Remove “Removal Of Dormant/Inactive Accounts” email

The “Removal Of Dormant/Inactive Accounts” email is part of a phishing campaign targeting users’ email account credentials. The email falsely informs the recipient that they must confirm that their account is still active by clicking the provided button. Otherwise, the email account will supposedly be deleted if it’s not confirmed. However, if users engage with the email, they will get the login credentials phished and the account potentially hijacked.

 

 

“Removal Of Dormant/Inactive Accounts” emails are part of a phishing campaign aimed at stealing users’ email login credentials. These types of emails are very common and easy to recognize. The email typically contains little text and doesn’t contain a lot of information, merely warning the recipient that their email account will be deleted unless they confirm that it’s still active. Supposedly, dormant/inactive accounts will be deleted. The email contains a “Confirm Here” button for users to supposedly confirm their accounts’ activities.

The email contains a button to supposedly confirm that the email account is active. When users click on this link, they will be directed to a phishing website that prompts them to enter their email addresses and passwords. Once they submit their login information, it will immediately be transferred to the cybercriminals operating this campaign.

Email account credentials are a hot commodity among cybercriminals for several reasons. First of all, they contain a lot of personal and sensitive information about users. Furthermore, email accounts are connected to many other accounts. Gaining access to an email account could result in other accounts being hijacked as well. This could lead to very serious consequences as users’ important accounts could be taken over. To prevent this from happening, users need to be very careful with their email login credentials. Becoming familiar with the signs of a potential malicious email is also important.

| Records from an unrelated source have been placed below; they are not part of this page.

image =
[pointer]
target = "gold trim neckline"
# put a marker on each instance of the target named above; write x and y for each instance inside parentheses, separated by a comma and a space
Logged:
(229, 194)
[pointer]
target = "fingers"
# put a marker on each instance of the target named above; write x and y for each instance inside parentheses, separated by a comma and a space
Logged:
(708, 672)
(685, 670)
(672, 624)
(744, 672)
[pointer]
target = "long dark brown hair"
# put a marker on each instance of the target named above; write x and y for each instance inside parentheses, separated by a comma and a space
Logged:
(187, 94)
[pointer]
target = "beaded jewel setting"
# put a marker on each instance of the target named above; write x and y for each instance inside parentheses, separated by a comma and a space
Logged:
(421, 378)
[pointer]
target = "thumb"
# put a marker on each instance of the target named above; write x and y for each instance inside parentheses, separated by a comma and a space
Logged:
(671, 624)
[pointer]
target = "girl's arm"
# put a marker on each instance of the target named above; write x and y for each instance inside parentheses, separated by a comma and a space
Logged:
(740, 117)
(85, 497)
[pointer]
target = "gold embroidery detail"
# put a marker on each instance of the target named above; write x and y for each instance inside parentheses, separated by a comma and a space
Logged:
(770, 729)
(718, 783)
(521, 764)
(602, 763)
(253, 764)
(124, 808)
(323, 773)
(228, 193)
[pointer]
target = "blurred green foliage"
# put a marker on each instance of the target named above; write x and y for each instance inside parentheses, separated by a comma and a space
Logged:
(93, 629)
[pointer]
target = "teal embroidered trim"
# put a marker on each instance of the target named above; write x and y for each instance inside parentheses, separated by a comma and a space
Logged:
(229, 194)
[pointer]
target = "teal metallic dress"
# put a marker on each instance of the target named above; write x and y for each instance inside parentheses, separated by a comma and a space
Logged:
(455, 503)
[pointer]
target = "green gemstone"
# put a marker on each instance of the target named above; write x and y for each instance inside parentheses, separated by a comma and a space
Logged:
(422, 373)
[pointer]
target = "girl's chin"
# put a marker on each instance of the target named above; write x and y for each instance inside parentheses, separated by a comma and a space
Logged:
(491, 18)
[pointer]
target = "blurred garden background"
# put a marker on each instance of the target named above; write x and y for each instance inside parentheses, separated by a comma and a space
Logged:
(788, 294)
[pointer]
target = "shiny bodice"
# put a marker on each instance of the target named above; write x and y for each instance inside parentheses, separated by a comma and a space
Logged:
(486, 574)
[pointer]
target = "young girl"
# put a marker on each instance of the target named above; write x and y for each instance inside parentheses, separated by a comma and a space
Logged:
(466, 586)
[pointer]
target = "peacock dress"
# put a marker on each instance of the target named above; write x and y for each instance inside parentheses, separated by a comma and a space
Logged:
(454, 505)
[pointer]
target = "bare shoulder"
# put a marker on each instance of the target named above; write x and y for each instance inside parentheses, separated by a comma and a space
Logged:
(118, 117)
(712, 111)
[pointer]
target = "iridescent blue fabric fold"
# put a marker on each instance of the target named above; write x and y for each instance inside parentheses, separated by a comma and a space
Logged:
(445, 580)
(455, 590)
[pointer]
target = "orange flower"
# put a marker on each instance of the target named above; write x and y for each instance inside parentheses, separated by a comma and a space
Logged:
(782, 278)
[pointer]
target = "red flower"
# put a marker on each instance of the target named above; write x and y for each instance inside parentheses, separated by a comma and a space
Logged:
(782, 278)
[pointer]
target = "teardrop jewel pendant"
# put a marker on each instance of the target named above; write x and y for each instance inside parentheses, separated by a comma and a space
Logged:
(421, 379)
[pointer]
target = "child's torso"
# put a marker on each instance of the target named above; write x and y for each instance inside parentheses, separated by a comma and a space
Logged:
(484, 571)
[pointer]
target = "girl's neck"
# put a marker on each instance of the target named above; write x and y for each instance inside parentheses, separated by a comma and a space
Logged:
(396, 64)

The full text from the “Removal Of Dormant/Inactive Accounts” email is below:

Subject: [-]: Please confirm to continue.

– ,
Here is a notification to confirm – is still active Begins removal of dormant/inactive accounts.

Please confirm immediately

Click ‘below to continue.

Confirm Here

How to recognize phishing emails?

Generic phishing email campaigns that target random users are usually very obvious and easily avoidable. Users whose email addresses have been leaked are likely to receive these generic phishing emails at least once. Fortunately, they are easily identifiable because they’re very low-effort. More sophisticated phishing emails are generally reserved for high-profile targets as they require more preparation. Generic, low-effort phishing emails are usually sent from random-looking email addresses, contain many grammar/spelling mistakes, and just generally look very unconvincing.

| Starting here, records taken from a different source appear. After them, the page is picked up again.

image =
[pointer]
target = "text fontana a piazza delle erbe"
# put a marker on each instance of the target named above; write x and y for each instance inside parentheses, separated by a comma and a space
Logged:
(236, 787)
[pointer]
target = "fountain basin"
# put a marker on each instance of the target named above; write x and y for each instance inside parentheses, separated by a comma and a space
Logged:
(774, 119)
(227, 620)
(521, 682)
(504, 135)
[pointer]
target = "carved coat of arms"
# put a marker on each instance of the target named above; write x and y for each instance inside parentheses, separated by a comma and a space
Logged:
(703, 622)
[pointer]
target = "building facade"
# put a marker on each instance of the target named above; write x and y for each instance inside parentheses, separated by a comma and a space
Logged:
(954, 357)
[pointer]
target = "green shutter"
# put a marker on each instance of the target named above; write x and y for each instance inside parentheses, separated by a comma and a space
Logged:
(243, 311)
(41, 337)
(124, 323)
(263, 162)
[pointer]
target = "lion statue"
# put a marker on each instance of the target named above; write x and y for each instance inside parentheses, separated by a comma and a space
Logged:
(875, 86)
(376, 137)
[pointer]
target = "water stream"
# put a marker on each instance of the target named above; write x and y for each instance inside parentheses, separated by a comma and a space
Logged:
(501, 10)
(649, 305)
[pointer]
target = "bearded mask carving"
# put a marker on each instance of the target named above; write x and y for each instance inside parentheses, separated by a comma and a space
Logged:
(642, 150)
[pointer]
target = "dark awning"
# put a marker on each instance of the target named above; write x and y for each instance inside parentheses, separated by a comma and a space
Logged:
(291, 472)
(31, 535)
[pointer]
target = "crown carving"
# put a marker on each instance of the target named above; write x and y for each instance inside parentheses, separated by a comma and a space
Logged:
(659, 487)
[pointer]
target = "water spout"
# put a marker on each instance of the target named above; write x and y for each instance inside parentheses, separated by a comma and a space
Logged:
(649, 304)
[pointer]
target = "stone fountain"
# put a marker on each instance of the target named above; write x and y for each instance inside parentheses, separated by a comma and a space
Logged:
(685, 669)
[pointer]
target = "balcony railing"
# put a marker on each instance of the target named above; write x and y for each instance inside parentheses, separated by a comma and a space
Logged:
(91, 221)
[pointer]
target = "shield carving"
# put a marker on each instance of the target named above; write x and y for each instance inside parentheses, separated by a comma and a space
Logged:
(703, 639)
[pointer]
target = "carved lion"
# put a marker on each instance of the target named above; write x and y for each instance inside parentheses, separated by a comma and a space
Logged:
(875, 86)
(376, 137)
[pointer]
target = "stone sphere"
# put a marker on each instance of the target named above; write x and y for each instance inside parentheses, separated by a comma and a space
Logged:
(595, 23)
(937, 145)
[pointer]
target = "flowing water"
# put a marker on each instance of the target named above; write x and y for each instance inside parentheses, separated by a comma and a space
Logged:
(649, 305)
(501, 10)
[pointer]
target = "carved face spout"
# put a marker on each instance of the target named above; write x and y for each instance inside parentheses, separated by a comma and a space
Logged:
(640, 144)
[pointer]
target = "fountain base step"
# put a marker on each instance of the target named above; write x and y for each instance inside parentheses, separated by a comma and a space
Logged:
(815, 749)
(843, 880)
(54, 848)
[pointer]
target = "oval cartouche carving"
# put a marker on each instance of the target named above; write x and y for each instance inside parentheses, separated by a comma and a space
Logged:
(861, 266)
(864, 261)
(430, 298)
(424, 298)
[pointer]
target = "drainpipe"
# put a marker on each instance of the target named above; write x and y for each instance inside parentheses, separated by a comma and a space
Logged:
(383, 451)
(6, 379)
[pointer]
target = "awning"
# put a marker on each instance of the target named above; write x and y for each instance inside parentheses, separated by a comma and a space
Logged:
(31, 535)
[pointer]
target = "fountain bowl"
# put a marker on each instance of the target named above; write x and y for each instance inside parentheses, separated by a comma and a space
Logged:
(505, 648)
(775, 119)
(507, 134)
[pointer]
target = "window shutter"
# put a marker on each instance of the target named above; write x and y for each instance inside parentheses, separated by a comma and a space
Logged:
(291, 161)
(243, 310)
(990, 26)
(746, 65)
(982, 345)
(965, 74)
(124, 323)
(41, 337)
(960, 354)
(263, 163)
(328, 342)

When users receive an unsolicited email from a service they seem to use and it asks them to click on a link or open an attachment, users need to be very careful and first inspect the email. The very first thing to check is the sender’s email address. Very low-effort emails will be sent from very random-looking email addresses, so they are immediately obvious. Even if an email address looks legitimate, users should at least do a quick search with Google to see whether the address belongs to the person or organization it claims to represent. Some malicious actors employ various tactics to make the addresses appear more credible. For instance, they might swap the letters “r” and “n” for “m” to closely mimic a legitimate address. They could also add extra letters.

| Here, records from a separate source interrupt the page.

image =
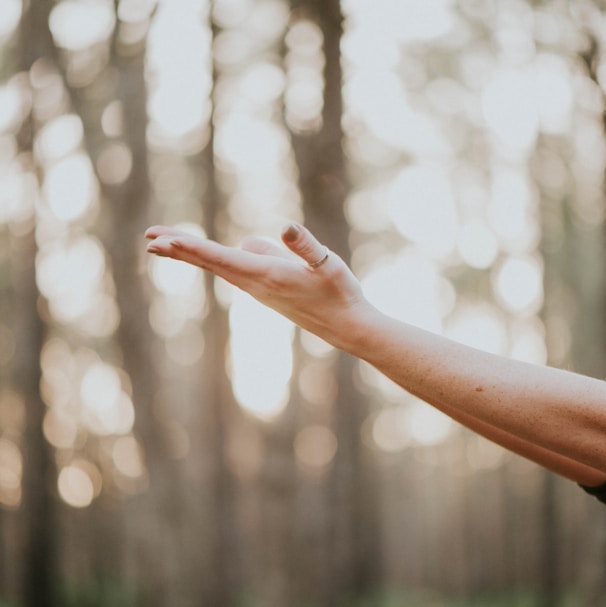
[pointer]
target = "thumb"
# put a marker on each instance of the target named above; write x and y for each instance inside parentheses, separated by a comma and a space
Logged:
(304, 244)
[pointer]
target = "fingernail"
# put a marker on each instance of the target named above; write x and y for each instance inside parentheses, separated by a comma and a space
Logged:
(291, 232)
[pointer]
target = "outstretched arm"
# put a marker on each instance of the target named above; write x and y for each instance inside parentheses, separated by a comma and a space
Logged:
(553, 417)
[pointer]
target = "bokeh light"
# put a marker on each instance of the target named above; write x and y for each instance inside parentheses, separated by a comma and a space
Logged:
(260, 356)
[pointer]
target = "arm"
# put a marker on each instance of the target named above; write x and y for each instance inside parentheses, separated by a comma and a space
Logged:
(554, 417)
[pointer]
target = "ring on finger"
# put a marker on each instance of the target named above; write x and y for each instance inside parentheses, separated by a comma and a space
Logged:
(321, 260)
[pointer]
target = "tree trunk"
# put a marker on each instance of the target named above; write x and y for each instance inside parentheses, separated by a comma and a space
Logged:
(39, 503)
(351, 546)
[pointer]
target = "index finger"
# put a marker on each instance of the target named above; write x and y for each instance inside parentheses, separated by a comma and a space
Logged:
(234, 265)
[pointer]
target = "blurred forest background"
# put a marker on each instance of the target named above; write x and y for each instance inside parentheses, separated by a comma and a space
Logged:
(165, 441)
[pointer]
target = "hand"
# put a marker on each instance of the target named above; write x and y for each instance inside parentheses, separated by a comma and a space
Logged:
(325, 299)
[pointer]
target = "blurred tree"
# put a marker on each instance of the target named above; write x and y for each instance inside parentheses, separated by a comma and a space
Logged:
(39, 503)
(351, 551)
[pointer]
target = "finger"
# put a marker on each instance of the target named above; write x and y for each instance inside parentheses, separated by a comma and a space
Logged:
(303, 243)
(262, 246)
(158, 231)
(234, 265)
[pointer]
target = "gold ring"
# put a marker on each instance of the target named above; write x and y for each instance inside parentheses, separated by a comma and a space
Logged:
(322, 260)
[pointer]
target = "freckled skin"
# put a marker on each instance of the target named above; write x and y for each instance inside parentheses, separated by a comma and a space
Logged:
(553, 417)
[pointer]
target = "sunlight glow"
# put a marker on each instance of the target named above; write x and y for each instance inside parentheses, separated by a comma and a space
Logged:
(70, 187)
(428, 426)
(390, 431)
(238, 141)
(554, 93)
(173, 277)
(519, 284)
(407, 22)
(79, 24)
(511, 211)
(11, 470)
(477, 245)
(480, 326)
(422, 207)
(59, 137)
(510, 110)
(484, 455)
(261, 356)
(379, 100)
(69, 275)
(304, 96)
(179, 68)
(410, 289)
(76, 485)
(106, 408)
(395, 428)
(315, 448)
(128, 457)
(9, 19)
(60, 428)
(114, 163)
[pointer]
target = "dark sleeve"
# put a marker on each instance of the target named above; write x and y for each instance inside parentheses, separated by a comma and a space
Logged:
(599, 492)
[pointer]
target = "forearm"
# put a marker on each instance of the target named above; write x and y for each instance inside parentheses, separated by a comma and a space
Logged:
(560, 464)
(555, 410)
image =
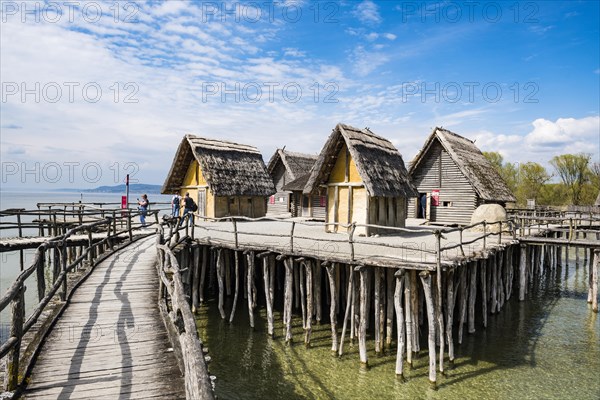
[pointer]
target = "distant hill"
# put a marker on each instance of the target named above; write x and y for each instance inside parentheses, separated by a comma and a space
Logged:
(133, 188)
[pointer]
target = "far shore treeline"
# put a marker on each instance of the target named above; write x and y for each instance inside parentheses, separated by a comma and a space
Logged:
(574, 180)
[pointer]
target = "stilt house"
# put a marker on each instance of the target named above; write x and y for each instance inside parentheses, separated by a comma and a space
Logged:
(224, 178)
(453, 178)
(285, 167)
(365, 178)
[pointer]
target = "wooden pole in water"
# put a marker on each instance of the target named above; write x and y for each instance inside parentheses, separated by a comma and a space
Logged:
(463, 301)
(268, 297)
(472, 295)
(288, 301)
(309, 302)
(449, 314)
(522, 270)
(426, 280)
(237, 284)
(349, 297)
(332, 307)
(399, 321)
(249, 285)
(220, 267)
(391, 281)
(377, 294)
(596, 265)
(409, 322)
(362, 331)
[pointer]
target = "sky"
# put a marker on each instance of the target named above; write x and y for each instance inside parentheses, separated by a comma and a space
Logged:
(93, 90)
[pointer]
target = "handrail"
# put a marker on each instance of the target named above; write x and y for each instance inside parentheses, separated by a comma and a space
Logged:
(197, 381)
(14, 294)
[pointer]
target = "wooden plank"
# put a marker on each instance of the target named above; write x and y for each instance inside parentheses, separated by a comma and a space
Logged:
(111, 342)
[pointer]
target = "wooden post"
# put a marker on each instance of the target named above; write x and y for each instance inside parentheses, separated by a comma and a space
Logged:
(220, 268)
(399, 321)
(362, 331)
(249, 278)
(16, 330)
(522, 272)
(391, 281)
(349, 303)
(309, 301)
(289, 276)
(332, 307)
(268, 297)
(449, 314)
(237, 284)
(595, 267)
(426, 280)
(408, 318)
(463, 301)
(377, 294)
(472, 295)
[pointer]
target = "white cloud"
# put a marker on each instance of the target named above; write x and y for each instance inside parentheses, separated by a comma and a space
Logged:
(367, 12)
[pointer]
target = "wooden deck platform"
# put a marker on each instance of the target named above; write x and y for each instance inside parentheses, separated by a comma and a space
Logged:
(111, 342)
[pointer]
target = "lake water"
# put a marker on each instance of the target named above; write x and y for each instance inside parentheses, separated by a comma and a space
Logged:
(547, 347)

Low-effort phishing emails, such as this “Removal Of Dormant/Inactive Accounts” email, tend to have a lot of grammar/spelling mistakes. This email doesn’t have a lot of text but there’s a lot of obvious mistakes. It does not look even remotely professional enough to be sent by an email service provider.

Another thing to take note of is how an email addresses the recipient. Users’ names are usually used in emails from legitimate companies if they use their services as this makes the email seem more personal. However, phishing and other malicious emails use generic words like User, Member, Customer, etc., when addressing recipients. This particular email uses the email handle when addressing the recipient, which is an immediate giveaway that it’s not a legitimate email as email service providers would use names.

When dealing with unsolicited emails, users should carefully inspect them and use logic to determine whether it’s even possible for them to receive such emails in the first place. For example, this “Removal Of Dormant/Inactive Accounts” email is very obviously fake if you take a second to consider its content. There’s never a need to confirm that an email address is still being used, regardless of the email service provider.

Finally, it’s advisable to avoid clicking on links in emails. If there’s a problem with your account, it’s better to log in directly rather than using a link in an email. For instance, if you get an email from Netflix regarding a payment failure, you should visit the site and resolve the issue directly instead of clicking on the link provided in an email.

Remove “Removal Of Dormant/Inactive Accounts” phishing email

The “Removal Of Dormant/Inactive Accounts” email is harmless as long as users don’t engage with it. Users can just remove the email from their inboxes. If users have engaged with the email and typed in their email login credentials, they need to change the password immediately if their accounts can still be accessed. If accounts can no longer be accessed, users need to contact their email service providers to see whether it’s possible to get the accounts back. If not, the email address should be disconnected from all associated accounts to avoid them being hijacked as well.